Meselelere “ilişkisel bakmak” yol gösterici olabilir. Türkiye, 1923'de kurulan bir “devlet-ulus” olarak tecessüm etti. Bunu parçalı ve eklektik olarak düşünürüz çok defa. Yâni “ulus devletleşti” veya tersinden “devlet uluslaştı” der, çıkarız işin içinden. Bu ifadelerin açılımı, ulusun bir devlet sâhibi olarak kendisini “kurumsallaştırması ”veya tersinden, egemenliği devralarak ulusun “devleti ulusallaştırması”, yâni “toplumsallaştırması”dır. Türkiye'de müphem kalan, tam da bu ilişkinin sınırlarının ve ölçülerinin ne olduğudur. Mesele iki blok olarak devlet ve ulusun üstünkörü bir birbirine eklemlendirilmesi, tutkalla tutturulması, yapıştırılması değildir. Hayli girintili, çıkıntılı, inceden inceye hesaplanmış bir terzilik gerektiren bir iştir devlet ve ulusu birbirine dikmek. Bizde maalesef bu hüner gelişmedi.
Pekiyi o zaman ne oldu? Devlet-ulus ilişkileri yaygın bir spekülasyonun konusu olarak çalıştı. Kimileri devleti, kimileri ise ulusu yücelterek mütemâdiyen çatıştı. İlki bir iktidâr pratiği; diğeri ise bir muhalefet pratiği olarak keskinleşti. Fâsid daire de burada oluştu. Muhalefetler, hak, hürriyet nidalarıyla “ulusun bağrından” çıktı, iktidar olduklarında ise dışa karşı güvenlikçi, içeriye karşı ise “nizamcı” yüzleriyle katıksız devletçi kesildiler.

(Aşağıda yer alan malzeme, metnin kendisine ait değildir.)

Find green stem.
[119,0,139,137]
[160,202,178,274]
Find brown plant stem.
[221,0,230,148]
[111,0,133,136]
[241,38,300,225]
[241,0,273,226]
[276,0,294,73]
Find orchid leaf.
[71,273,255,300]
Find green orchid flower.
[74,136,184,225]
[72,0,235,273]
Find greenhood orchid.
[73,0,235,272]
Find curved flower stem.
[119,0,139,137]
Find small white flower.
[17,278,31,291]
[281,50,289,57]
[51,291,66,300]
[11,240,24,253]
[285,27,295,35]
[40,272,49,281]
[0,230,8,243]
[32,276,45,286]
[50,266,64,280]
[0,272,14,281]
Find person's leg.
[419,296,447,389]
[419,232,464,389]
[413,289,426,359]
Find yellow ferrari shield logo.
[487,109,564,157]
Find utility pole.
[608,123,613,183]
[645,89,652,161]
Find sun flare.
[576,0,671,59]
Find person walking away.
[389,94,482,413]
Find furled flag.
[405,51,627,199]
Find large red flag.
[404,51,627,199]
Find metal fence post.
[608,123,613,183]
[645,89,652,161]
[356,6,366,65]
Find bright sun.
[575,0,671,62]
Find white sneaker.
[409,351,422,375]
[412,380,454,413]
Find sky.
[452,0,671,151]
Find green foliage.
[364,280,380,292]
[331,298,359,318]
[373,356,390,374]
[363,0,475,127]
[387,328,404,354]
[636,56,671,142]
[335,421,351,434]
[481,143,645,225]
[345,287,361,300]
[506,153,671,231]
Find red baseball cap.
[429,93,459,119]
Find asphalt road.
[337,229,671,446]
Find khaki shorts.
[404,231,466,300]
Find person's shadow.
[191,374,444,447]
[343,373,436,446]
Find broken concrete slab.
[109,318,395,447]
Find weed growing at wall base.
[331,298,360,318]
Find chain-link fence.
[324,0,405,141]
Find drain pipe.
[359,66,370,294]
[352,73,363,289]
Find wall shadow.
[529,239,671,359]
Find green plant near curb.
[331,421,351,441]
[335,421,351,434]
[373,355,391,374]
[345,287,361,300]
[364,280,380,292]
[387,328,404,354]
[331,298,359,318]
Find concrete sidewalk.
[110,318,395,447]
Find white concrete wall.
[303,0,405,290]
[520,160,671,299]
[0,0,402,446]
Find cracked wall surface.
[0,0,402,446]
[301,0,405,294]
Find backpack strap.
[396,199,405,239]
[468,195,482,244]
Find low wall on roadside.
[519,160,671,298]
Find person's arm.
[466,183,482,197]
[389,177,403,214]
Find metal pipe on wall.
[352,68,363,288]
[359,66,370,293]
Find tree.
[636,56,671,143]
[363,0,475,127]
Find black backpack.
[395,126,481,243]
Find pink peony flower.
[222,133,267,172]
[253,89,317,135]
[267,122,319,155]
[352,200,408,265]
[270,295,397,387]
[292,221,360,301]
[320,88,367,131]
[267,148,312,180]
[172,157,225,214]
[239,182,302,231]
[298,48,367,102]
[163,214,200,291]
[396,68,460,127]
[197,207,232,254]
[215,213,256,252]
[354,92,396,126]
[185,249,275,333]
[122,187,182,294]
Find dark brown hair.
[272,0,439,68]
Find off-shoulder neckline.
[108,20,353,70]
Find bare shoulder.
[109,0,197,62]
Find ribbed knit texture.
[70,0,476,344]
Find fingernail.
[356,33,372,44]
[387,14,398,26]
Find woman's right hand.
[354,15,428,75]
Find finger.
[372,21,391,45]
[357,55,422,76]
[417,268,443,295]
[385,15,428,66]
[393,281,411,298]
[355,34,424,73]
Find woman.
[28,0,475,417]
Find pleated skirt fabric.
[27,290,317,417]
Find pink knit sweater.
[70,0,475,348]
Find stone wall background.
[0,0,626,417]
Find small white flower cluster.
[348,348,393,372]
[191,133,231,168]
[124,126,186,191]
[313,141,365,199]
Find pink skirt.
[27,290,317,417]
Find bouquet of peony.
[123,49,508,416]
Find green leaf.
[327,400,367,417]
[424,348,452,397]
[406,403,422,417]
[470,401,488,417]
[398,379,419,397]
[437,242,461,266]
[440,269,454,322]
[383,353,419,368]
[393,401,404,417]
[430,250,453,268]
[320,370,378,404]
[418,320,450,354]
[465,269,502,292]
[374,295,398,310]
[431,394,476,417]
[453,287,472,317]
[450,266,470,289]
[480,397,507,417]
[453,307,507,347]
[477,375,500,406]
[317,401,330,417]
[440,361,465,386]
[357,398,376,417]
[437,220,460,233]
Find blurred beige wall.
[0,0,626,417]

Bu fâsid daireyi besleyen ise daha derinde fâsid bir ekonomik örüntünün olduğu unutulmamalıdır. Buna kısaca, evvelâ toprağın, daha sonra da hizmetler sektörünün merkezde olduğu rant ekonomisi denilebilir. Şahsî kanaâtim, devlet-ulus ilişkisinin bu hâle gelmesinin, çarpıklaşmasının esas sebebi de budur. Moden dünyada ulus, “sürdürülebilir” ve “arttırılabilir” ölçeklerde “değer üreten” bir varlık olarak mânâ kazanır. Her şey, bu değerlerin kamusal ve kurumsal alanlara mâli kanallarla aktarılmasında somutlaşıyor. Değeri üreten ulus, adı devlet olan kamusal-kurumsal güce adına “vergi” denilen bir kaynağı “ne kadar”, “hangi kullanımların önceliği” üzerinden aktaracak; bunun denetimi nasıl sağlanacaktır? Ulus ile devlet ilişkisinin nasıl olacağını esasta belirleyen budur. Cumhuriyeti ve demokrasiyi mânâlı tecrübeler olarak olgunlaştıracak olan da budur.
Türkiye'de söylemde çatışsa da devlet ve ulus fetişizmi buradan doğuyor. Varlık, zenginlik üretiyoruz, ama değer üretemiyoruz. Devlet “varlık” üretmenin sâdece aracı değil bizzat “kendisi” hâline geliyor. Ulusal girişimcilik ise devlet ile kurulan kuralsız veya kuralına uydurulmuş ilişkiler üzerinden, yağmacılığa dönüşerek şekilleniyor. Bürokrasiler ile girişimciler arasında kayıt dışı paylaşımlar temelinde, evet varlıklar büyüyor, zenginlikler oluşuyor, birikiyor, ama “değerli” işler değil bunlar. Demokrasi ise bunun erişim yollarını veriyor. Şahsîci, hemşehricilik temelinde, “klanokrasi” olarak işliyor süreçler. Değer üretmeden varlık büyütmek varolan değerleri de erozyona uğratıyor. Kültür, kimlik, inanç fetişizmi de bunun bir çıktısı. Soru basit: Vergi kaçakçılığının yaygınlaştığı, olağanlaştığı, sık sık affa uğradığı yerde hangi ahlâkî değer barınabilir ki? Vergi kaçakçısı bir toplumdan ulus çıkar mı? Devleti ve milleti ile bölünmez bir bütün olmanın esrarı nedir?
2023 Vizyonu, eğer olacaksa, kimsenin kendisini dışarıda tutmayacağı, esaslı bir iç hesaplaşmayı gerektiriyor. Cârî hesaplaşmaların dışında bir hesaplaşma olmak zorunda bu. Eğer yapabilirsek, evet hiç şüphem yok, bir asır daha kazanırız.